Observing Actor Learning
- Iteration 1: Simple preprocessing + one model.
- Critic feedback: “You did not check class balance,” “Missing feature engineering.”
- Iteration 2: Adds the missing steps, tries several models, builds an ensemble.
A concrete failure case: the Actor encoded the target column, trained the model, but forgot to decode predictions. The output was numeric IDs instead of class labels. The fix was to add explicit instructions in the system prompt:
If you encode the target column, you MUST DECODE predictions before returning.
Usedecode_categorical_labelwith the mapping path from the encoding step.
When the Actor experiments with multiple models, files can overwrite each other. Prompting the LLM to generate unique filenames proved unreliable. The robust solution is to handle naming at the tool level, appending a timestamp and UUID to each file.
Experimental Results
The system was evaluated on several OpenML datasets.
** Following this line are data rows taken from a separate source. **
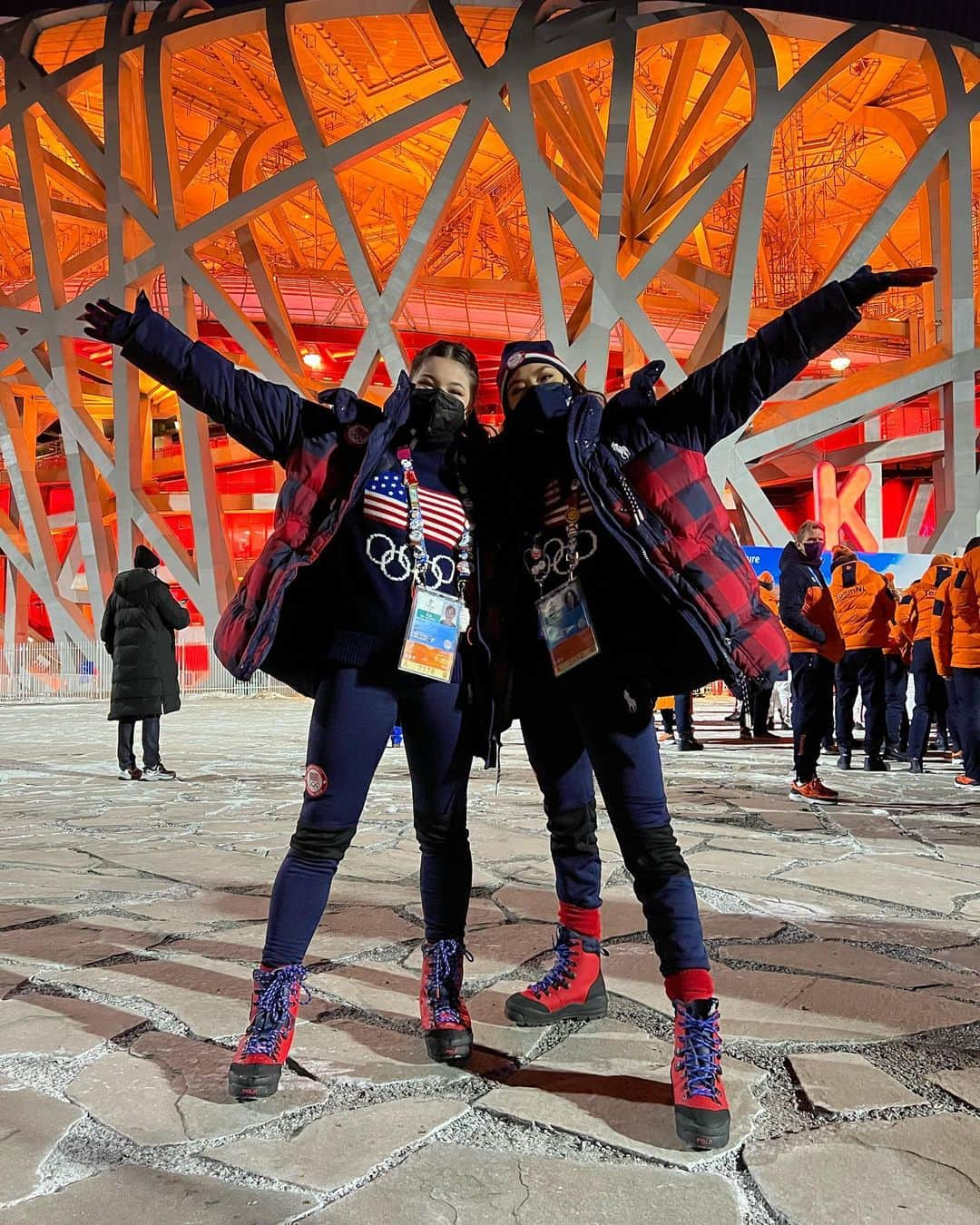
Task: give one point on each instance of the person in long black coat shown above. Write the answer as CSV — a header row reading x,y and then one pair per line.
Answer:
x,y
139,630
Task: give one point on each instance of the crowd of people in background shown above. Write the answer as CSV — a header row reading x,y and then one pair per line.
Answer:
x,y
900,667
855,644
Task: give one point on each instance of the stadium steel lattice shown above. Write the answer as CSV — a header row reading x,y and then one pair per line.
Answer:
x,y
652,181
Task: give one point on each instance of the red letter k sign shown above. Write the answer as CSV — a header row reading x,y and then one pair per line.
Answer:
x,y
836,507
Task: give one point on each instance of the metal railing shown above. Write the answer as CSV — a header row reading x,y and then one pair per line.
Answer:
x,y
53,671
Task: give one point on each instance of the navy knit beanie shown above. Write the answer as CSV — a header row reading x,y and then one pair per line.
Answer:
x,y
521,353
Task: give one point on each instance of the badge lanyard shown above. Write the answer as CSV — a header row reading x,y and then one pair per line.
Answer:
x,y
573,517
436,620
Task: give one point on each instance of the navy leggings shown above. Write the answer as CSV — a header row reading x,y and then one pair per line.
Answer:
x,y
595,718
350,725
931,700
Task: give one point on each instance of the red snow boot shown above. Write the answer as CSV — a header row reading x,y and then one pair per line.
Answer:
x,y
700,1105
265,1045
445,1019
571,990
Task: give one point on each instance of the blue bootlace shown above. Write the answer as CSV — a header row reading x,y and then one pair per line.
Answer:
x,y
272,1015
701,1055
445,972
560,974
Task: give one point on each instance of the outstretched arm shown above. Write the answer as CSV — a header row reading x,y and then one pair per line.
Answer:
x,y
714,401
173,615
263,416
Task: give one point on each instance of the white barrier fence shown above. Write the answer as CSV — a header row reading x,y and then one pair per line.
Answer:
x,y
58,671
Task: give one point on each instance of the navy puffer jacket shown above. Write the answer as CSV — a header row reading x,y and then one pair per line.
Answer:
x,y
139,630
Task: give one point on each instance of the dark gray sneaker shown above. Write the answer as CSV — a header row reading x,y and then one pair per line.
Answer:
x,y
158,774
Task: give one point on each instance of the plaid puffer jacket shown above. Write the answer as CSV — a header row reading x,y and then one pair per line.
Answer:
x,y
641,461
329,451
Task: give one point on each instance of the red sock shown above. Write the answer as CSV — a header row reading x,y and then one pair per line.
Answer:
x,y
582,919
690,985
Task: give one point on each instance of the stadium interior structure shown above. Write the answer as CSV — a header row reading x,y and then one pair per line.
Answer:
x,y
318,193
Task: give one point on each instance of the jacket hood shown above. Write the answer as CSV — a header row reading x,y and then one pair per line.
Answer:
x,y
129,582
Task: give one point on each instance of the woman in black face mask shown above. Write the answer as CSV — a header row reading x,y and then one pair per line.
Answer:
x,y
360,599
629,583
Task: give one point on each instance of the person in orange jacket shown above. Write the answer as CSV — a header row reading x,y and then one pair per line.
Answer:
x,y
956,648
897,659
806,610
753,717
914,618
864,608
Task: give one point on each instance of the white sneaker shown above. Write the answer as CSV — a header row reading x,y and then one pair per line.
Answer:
x,y
158,774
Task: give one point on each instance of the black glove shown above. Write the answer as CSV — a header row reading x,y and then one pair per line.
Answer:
x,y
109,324
867,284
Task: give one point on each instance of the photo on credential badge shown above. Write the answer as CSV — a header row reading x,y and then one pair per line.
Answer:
x,y
566,627
433,636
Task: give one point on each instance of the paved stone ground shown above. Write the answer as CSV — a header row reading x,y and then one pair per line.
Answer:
x,y
847,946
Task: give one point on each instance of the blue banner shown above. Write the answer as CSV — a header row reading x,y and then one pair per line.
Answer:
x,y
906,566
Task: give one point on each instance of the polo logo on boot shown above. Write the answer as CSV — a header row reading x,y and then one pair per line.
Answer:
x,y
316,781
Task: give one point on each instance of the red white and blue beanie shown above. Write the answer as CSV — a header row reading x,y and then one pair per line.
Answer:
x,y
522,353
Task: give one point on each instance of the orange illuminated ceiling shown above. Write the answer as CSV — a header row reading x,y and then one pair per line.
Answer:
x,y
836,156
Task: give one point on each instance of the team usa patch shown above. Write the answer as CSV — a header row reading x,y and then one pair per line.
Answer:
x,y
316,781
357,435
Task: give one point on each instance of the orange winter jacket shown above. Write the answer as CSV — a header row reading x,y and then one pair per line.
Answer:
x,y
863,603
956,618
914,615
769,594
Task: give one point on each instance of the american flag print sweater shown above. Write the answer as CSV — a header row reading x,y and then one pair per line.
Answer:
x,y
369,570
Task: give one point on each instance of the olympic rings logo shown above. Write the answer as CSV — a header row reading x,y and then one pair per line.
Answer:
x,y
555,555
395,563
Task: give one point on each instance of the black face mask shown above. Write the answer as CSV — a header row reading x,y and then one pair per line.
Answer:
x,y
541,412
435,416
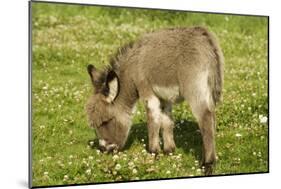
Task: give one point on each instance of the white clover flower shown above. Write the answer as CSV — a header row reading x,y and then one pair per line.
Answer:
x,y
88,171
115,157
131,164
135,171
238,135
263,119
65,177
118,166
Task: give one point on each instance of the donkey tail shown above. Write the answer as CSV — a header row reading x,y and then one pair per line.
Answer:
x,y
215,79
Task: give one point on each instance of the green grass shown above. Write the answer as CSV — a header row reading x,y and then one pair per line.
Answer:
x,y
66,38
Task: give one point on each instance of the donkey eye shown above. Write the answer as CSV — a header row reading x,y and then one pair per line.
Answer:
x,y
104,123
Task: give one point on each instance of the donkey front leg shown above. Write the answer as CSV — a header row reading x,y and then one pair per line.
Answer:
x,y
153,123
207,128
167,128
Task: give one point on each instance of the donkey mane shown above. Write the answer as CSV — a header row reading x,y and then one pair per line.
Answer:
x,y
114,60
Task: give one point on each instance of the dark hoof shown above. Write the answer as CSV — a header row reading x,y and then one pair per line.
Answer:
x,y
169,151
208,169
155,150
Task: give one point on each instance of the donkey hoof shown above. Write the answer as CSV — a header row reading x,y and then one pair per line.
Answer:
x,y
154,150
169,150
208,169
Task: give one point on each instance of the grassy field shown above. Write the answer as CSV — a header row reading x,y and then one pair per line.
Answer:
x,y
66,38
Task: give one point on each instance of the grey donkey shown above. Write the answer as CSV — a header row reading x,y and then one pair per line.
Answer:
x,y
160,68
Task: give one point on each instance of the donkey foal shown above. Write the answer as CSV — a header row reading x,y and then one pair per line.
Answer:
x,y
161,68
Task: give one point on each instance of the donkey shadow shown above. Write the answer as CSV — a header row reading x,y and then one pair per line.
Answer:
x,y
186,135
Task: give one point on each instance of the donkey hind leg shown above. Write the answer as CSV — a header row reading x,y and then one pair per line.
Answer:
x,y
167,127
205,115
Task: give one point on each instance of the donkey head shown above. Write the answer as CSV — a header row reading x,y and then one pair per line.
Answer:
x,y
107,118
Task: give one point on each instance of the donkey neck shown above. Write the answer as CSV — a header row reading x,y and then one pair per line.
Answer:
x,y
128,95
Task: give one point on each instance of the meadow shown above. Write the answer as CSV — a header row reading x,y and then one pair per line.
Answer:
x,y
66,38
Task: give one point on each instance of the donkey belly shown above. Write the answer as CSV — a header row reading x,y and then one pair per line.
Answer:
x,y
170,94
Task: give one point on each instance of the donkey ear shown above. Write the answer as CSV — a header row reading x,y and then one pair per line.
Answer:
x,y
92,71
112,83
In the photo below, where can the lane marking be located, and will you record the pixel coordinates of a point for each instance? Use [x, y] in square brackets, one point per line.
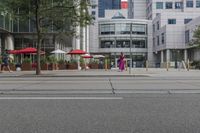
[61, 98]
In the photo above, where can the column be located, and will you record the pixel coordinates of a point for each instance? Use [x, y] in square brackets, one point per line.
[84, 38]
[77, 41]
[162, 57]
[185, 55]
[88, 41]
[9, 42]
[168, 55]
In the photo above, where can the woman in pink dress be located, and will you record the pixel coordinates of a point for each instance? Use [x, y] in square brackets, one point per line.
[121, 62]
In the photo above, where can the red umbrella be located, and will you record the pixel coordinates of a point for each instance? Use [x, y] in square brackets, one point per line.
[14, 51]
[28, 50]
[87, 56]
[77, 51]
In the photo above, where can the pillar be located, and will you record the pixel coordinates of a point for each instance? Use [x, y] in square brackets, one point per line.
[84, 38]
[87, 40]
[77, 39]
[162, 57]
[168, 55]
[185, 55]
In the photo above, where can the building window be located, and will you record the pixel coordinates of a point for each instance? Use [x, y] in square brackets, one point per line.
[171, 21]
[187, 20]
[93, 12]
[139, 43]
[169, 5]
[187, 36]
[122, 28]
[139, 29]
[154, 29]
[158, 41]
[159, 5]
[107, 29]
[189, 3]
[158, 25]
[178, 5]
[163, 38]
[198, 4]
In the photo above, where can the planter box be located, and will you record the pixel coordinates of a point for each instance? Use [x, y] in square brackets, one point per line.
[72, 66]
[53, 66]
[62, 66]
[94, 66]
[26, 67]
[44, 66]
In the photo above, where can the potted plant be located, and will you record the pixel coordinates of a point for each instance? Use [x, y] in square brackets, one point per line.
[26, 64]
[53, 65]
[44, 63]
[94, 64]
[72, 64]
[61, 64]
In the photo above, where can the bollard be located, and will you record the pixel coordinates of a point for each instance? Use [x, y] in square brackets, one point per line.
[147, 65]
[188, 64]
[126, 65]
[167, 66]
[106, 68]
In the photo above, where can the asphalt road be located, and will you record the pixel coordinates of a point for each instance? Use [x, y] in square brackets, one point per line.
[99, 105]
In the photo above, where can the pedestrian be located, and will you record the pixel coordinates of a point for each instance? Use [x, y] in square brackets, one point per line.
[121, 62]
[5, 61]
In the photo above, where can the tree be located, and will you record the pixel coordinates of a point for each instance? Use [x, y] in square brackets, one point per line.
[59, 16]
[196, 38]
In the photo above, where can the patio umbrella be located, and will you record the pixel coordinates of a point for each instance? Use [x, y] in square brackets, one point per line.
[76, 52]
[98, 56]
[14, 51]
[58, 51]
[87, 56]
[28, 50]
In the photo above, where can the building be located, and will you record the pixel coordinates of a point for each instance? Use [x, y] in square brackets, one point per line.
[170, 20]
[137, 9]
[118, 34]
[107, 4]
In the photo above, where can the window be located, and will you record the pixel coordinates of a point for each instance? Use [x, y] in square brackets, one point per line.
[171, 21]
[187, 20]
[158, 40]
[187, 36]
[154, 29]
[189, 3]
[139, 29]
[93, 12]
[163, 38]
[154, 41]
[169, 5]
[107, 29]
[178, 5]
[159, 5]
[158, 25]
[198, 4]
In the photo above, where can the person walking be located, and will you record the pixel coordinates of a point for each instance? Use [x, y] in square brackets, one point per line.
[121, 62]
[5, 61]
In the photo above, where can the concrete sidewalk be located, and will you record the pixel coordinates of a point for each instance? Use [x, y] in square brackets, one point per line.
[135, 72]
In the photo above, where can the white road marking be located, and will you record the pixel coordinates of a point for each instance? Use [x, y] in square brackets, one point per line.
[61, 98]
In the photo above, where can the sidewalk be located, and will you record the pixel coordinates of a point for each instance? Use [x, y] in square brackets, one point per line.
[135, 72]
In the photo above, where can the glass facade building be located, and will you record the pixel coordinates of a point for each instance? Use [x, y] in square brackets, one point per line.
[108, 4]
[127, 36]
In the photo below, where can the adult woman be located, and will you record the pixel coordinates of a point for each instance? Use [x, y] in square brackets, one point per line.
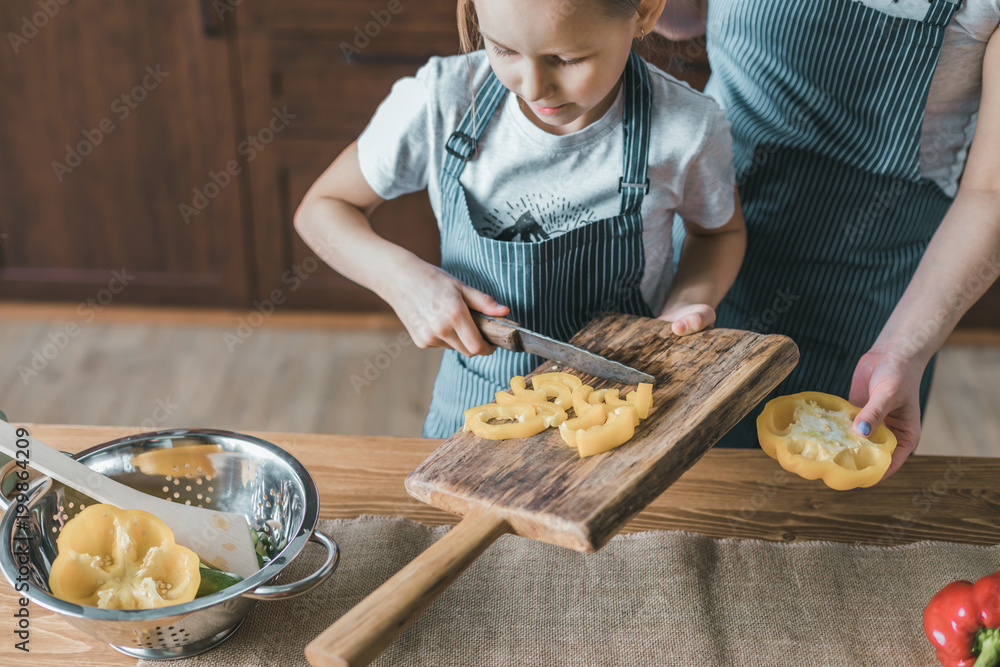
[873, 224]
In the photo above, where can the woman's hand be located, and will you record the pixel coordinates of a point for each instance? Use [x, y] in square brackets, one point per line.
[434, 308]
[887, 387]
[688, 318]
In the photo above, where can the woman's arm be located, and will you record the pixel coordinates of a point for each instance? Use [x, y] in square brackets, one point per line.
[961, 262]
[683, 19]
[709, 262]
[434, 307]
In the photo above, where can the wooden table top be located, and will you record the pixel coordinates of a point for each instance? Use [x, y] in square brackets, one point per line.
[728, 493]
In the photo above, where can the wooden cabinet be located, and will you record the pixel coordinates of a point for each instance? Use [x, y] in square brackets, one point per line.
[114, 112]
[203, 123]
[329, 64]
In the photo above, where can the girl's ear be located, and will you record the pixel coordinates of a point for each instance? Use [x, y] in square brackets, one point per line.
[647, 15]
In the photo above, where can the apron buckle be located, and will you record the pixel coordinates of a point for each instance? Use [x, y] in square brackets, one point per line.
[470, 148]
[643, 186]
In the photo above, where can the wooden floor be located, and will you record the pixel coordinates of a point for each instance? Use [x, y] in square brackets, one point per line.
[154, 369]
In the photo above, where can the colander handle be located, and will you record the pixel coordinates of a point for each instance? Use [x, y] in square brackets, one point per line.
[303, 585]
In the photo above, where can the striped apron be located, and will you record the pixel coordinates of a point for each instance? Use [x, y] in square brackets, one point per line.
[826, 100]
[553, 286]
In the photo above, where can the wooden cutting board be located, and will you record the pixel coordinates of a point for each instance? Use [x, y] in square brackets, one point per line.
[540, 488]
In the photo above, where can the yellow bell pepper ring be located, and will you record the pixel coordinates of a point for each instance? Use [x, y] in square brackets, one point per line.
[571, 381]
[617, 430]
[122, 559]
[641, 398]
[526, 421]
[812, 435]
[520, 393]
[593, 415]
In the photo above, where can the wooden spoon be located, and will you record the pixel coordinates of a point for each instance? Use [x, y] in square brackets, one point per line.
[221, 539]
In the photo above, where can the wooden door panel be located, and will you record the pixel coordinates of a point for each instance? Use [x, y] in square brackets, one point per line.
[115, 112]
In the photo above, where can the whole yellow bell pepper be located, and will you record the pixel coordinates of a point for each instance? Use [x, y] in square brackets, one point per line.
[811, 434]
[122, 559]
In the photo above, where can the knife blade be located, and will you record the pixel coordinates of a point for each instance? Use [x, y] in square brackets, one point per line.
[511, 336]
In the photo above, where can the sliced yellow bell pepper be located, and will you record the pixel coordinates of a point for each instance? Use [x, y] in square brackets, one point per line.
[526, 421]
[581, 399]
[811, 434]
[617, 430]
[641, 398]
[184, 461]
[571, 381]
[551, 413]
[594, 415]
[122, 559]
[558, 392]
[520, 393]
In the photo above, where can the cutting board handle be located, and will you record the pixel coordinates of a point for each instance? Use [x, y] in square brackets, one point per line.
[494, 330]
[361, 634]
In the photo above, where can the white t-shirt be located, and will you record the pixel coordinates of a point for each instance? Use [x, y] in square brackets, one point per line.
[526, 184]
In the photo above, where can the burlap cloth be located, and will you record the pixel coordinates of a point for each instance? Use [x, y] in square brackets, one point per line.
[657, 598]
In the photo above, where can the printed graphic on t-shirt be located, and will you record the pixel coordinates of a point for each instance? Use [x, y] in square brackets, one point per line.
[534, 218]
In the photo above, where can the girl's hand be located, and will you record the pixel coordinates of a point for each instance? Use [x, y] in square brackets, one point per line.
[688, 319]
[434, 308]
[887, 386]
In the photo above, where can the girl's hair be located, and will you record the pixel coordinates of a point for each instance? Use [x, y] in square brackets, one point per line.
[468, 27]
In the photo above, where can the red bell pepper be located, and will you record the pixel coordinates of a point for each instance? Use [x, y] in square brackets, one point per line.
[962, 621]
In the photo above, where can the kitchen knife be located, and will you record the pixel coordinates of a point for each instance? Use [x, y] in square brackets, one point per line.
[510, 336]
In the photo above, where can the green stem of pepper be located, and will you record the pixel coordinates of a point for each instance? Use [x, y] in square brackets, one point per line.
[987, 647]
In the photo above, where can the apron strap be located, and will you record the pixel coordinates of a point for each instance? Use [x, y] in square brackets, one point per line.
[463, 142]
[940, 11]
[634, 184]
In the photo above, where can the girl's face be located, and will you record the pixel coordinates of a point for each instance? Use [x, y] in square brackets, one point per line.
[563, 58]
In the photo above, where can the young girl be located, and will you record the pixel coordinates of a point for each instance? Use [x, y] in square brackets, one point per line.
[555, 159]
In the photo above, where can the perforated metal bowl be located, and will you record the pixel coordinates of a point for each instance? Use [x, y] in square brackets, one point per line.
[215, 469]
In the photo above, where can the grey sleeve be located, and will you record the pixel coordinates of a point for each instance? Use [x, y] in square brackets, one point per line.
[709, 179]
[394, 148]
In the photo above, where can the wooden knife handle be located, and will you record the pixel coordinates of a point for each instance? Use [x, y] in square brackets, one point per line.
[495, 331]
[361, 634]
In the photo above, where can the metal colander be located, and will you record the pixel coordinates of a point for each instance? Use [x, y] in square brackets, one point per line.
[219, 470]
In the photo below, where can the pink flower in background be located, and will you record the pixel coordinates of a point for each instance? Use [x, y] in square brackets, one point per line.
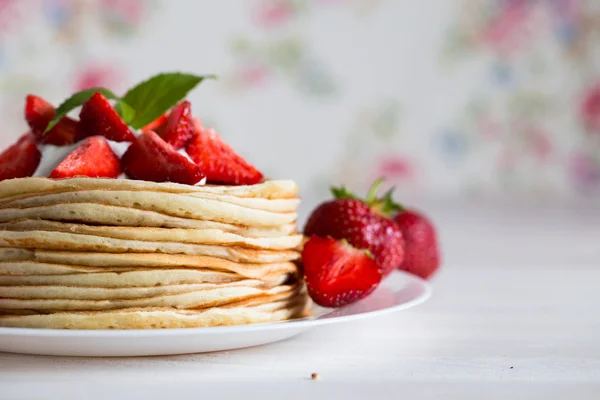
[540, 143]
[130, 11]
[274, 13]
[97, 76]
[507, 30]
[584, 171]
[590, 109]
[9, 14]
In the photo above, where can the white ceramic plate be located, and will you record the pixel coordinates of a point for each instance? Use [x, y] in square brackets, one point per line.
[399, 292]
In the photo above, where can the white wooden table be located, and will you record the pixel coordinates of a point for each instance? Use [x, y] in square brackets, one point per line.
[515, 314]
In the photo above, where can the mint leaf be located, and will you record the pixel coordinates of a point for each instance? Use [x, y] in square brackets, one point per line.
[125, 111]
[152, 98]
[75, 101]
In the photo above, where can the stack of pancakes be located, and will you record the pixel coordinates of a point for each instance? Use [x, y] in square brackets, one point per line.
[121, 254]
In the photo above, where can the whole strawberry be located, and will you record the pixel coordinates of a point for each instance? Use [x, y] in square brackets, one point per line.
[365, 224]
[336, 273]
[421, 252]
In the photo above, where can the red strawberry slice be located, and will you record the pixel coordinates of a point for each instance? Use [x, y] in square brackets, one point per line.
[152, 159]
[219, 162]
[93, 158]
[336, 273]
[21, 159]
[178, 128]
[156, 124]
[39, 113]
[421, 252]
[99, 118]
[365, 224]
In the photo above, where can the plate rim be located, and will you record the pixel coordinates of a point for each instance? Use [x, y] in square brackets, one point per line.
[303, 323]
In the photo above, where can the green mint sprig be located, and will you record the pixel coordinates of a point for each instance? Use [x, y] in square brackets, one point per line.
[141, 104]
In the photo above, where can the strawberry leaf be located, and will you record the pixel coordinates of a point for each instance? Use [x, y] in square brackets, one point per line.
[77, 100]
[152, 98]
[125, 111]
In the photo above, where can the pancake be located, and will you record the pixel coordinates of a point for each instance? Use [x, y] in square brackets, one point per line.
[198, 236]
[122, 254]
[155, 318]
[120, 277]
[116, 293]
[101, 214]
[274, 205]
[166, 203]
[27, 262]
[74, 242]
[277, 189]
[209, 297]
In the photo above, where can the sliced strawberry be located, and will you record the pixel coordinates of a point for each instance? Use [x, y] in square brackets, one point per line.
[156, 124]
[21, 159]
[99, 118]
[150, 158]
[39, 113]
[178, 128]
[93, 158]
[336, 273]
[422, 252]
[219, 162]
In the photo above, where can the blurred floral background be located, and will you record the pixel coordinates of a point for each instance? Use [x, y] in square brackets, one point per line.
[449, 99]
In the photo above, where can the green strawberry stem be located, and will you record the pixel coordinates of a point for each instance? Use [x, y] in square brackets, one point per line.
[384, 205]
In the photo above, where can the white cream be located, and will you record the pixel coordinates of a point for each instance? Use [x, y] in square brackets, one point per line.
[119, 148]
[51, 157]
[185, 154]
| Dataset | Metric (F1) | Baseline (RF) | Baseline (AutoGluon) | Baseline (FLAML) |
|---|---|---|---|---|
| christine | 0.743 | 0.713 (‑4 %) | – | – |
| cnae‑9 | 0.980 | – | – | 0.945 (‑3.5 %) |
| Australian | 0.836 | – | 0.860 | – |
| blood‑transfusion | 0.756 | 0.712 | 0.734 | 0.767 (‑1.5 %) |
- Cost per run ranged from $0.14 to $3.43, depending on task complexity and iteration count.
- Running time varied from 1 minute to 30 minutes.
The value of the system is not merely the raw metric but the intelligent automation it enables.
By modularising the workflow (MCP), we can plug in specialized agents for any task, preserving a single iterative improvement loop and accumulating experience over time.
Limitations
- Works best for tabular data with gradient‑boosting algorithms.
- Not suited out‑of‑the‑box for deep learning or time‑series tasks (additional tools required).
- Overall quality heavily depends on the size and capability of the underlying LLM.
Getting Started
Installation
pip install scald
Using the CLI
scald --train data/train.csv \
--test data/test.csv \
--target price \
--task-type regression
Using the Python API
from scald import Scald
scald = Scald(max_iterations=5)
predictions = await scald.run(
train="data/train.csv", # .csv or pandas DataFrame
test="data/test.csv",
target="target_column",
task_type="classification",
)
Note: You need an API key from a provider compatible with OpenAI (e.g., OpenRouter).
Additional Information
- Need a key from Jina for embeddings in the memory system (the service provides a large number of free tokens upon registration).
- All code is packaged in a library and available on GitHub.